[backport][pyspark] Improve tutorial on enabling GPU support. (dmlc#8385) [skip ci] (dmlc#8391)

trivialfis · hcho3 · web-flow · commit aa30ce10dabd · 2022-10-26T19:31:34.000+08:00
- Quote the databricks doc on how to manage dependencies.
- Some wording changes.

Co-authored-by: Philip Hyunsu Cho &lt;chohyu01@cs.washington.edu&gt;
diff --git a/doc/tutorials/spark_estimator.rst b/doc/tutorials/spark_estimator.rst
@@ -83,17 +83,52 @@ generate result dataset with 3 new columns:
 XGBoost PySpark GPU support
 ***************************
 
-XGBoost PySpark supports GPU training and prediction. To enable GPU support, first you
-need to install the XGBoost and the `cuDF <https://docs.rapids.ai/api/cudf/stable/>`_
-package. Then you can set `use_gpu` parameter to `True`.
+XGBoost PySpark fully supports GPU acceleration. Users are not only able to enable
+efficient training but also utilize their GPUs for the whole PySpark pipeline including
+ETL and inference. In below sections, we will walk through an example of training on a
+PySpark standalone GPU cluster. To get started, first we need to install some additional
+packages, then we can set the `use_gpu` parameter to `True`.
 
-Below tutorial demonstrates how to train a model with XGBoost PySpark GPU on Spark
-standalone cluster.
+Prepare the necessary packages
+==============================
+
+Aside from the PySpark and XGBoost modules, we also need the `cuDF
+<https://docs.rapids.ai/api/cudf/stable/>`_ package for handling Spark dataframe. We
+recommend using either Conda or Virtualenv to manage python dependencies for PySpark
+jobs. Please refer to `How to Manage Python Dependencies in PySpark
+<https://www.databricks.com/blog/2020/12/22/how-to-manage-python-dependencies-in-pyspark.html>`_
+for more details on PySpark dependency management.
+
+In short, to create a Python environment that can be sent to a remote cluster using
+virtualenv and pip:
+
+.. code-block:: bash
+
+  python -m venv xgboost_env
+  source xgboost_env/bin/activate
+  pip install pyarrow pandas venv-pack xgboost
+  # https://rapids.ai/pip.html#install
+  pip install cudf-cu11 --extra-index-url=https://pypi.ngc.nvidia.com
+  venv-pack -o xgboost_env.tar.gz
+
+With Conda:
+
+.. code-block:: bash
+
+  conda create -y -n xgboost_env -c conda-forge conda-pack python=3.9
+  conda activate xgboost_env
+  # use conda when the supported version of xgboost (1.7) is released on conda-forge
+  pip install xgboost
+  conda install cudf pyarrow pandas -c rapids -c nvidia -c conda-forge
+  conda pack -f -o xgboost_env.tar.gz
 
 
 Write your PySpark application
 ==============================
 
+Below snippet is a small example for training xgboost model with PySpark.
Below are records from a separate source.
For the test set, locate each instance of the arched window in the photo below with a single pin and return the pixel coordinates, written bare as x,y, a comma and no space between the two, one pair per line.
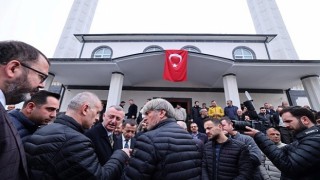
153,48
191,49
243,53
102,52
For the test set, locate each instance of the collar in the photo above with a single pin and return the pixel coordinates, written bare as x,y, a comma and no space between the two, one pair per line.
307,132
2,99
109,132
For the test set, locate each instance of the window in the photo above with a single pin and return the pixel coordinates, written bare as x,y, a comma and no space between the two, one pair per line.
153,48
191,49
102,52
243,53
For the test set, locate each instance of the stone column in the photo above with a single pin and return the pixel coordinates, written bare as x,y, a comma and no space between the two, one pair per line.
115,89
231,89
78,22
311,86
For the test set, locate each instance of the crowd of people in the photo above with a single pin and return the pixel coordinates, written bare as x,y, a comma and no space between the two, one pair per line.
157,142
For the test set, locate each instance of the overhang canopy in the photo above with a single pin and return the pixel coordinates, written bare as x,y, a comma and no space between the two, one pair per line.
204,71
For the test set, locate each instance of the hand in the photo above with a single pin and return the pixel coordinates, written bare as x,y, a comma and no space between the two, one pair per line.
250,131
127,151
Notice that we are
+using a list of feature names and the additional parameter ``use_gpu``:
+
 .. code-block:: python
 
   from xgboost.spark import SparkXGBRegressor
@@ -127,26 +162,11 @@ Write your PySpark application
   predict_df = model.transform(test_df)
   predict_df.show()
 
-Prepare the necessary packages
-==============================
-
-We recommend using Conda or Virtualenv to manage python dependencies
-in PySpark. Please refer to
-`How to Manage Python Dependencies in PySpark <https://www.databricks.com/blog/2020/12/22/how-to-manage-python-dependencies-in-pyspark.html>`_.
-
-.. code-block:: bash
-
-  conda create -y -n xgboost-env -c conda-forge conda-pack python=3.9
-  conda activate xgboost-env
-  pip install xgboost
-  conda install cudf -c rapids -c nvidia -c conda-forge
-  conda pack -f -o xgboost-env.tar.gz
-
 
 Submit the PySpark application
 ==============================
 
-Assuming you have configured your Spark cluster with GPU support, if not yet, please
+Assuming you have configured your Spark cluster with GPU support. Otherwise, please
 refer to `spark standalone configuration with GPU support <https://nvidia.github.io/spark-rapids/docs/get-started/getting-started-on-prem.html#spark-standalone-cluster>`_.
 
 .. code-block:: bash
@@ -158,10 +178,13 @@ refer to `spark standalone configuration with GPU support <https://nvidia.github
     --master spark://<master-ip>:7077 \
     --conf spark.executor.resource.gpu.amount=1 \
     --conf spark.task.resource.gpu.amount=1 \
-    --archives xgboost-env.tar.gz#environment \
+    --archives xgboost_env.tar.gz#environment \
     xgboost_app.py
 
 
+The submit command sends the Python environment created by pip or conda along with the
+specification of GPU allocation. We will revisit this command later on.
+
 Model Persistence
 =================
 
@@ -186,26 +209,27 @@ To export the underlying booster model used by XGBoost:
   # the same booster object returned by xgboost.train
   booster: xgb.Booster = model.get_booster()
   booster.predict(...)
-  booster.save_model("model.json")
+  booster.save_model("model.json") # or model.ubj, depending on your choice of format.
 
-This booster is shared by other Python interfaces and can be used by other language
-bindings like the C and R packages. Lastly, one can extract a booster file directly from
-saved spark estimator without going through the getter:
+This booster is not only shared by other Python interfaces but also used by all the
+XGBoost bindings including the C, Java, and the R package. Lastly, one can extract the
+booster file directly from a saved spark estimator without going through the getter:
 
 .. code-block:: python
 
   import xgboost as xgb
   bst = xgb.Booster()
+  # Loading the model saved in previous snippet
   bst.load_model("/tmp/xgboost-pyspark-model/model/part-00000")
 
-Accelerate the whole pipeline of xgboost pyspark
-================================================
 
-With `RAPIDS Accelerator for Apache Spark <https://nvidia.github.io/spark-rapids/>`_,
-you can accelerate the whole pipeline (ETL, Train, Transform) for xgboost pyspark
-without any code change by leveraging GPU.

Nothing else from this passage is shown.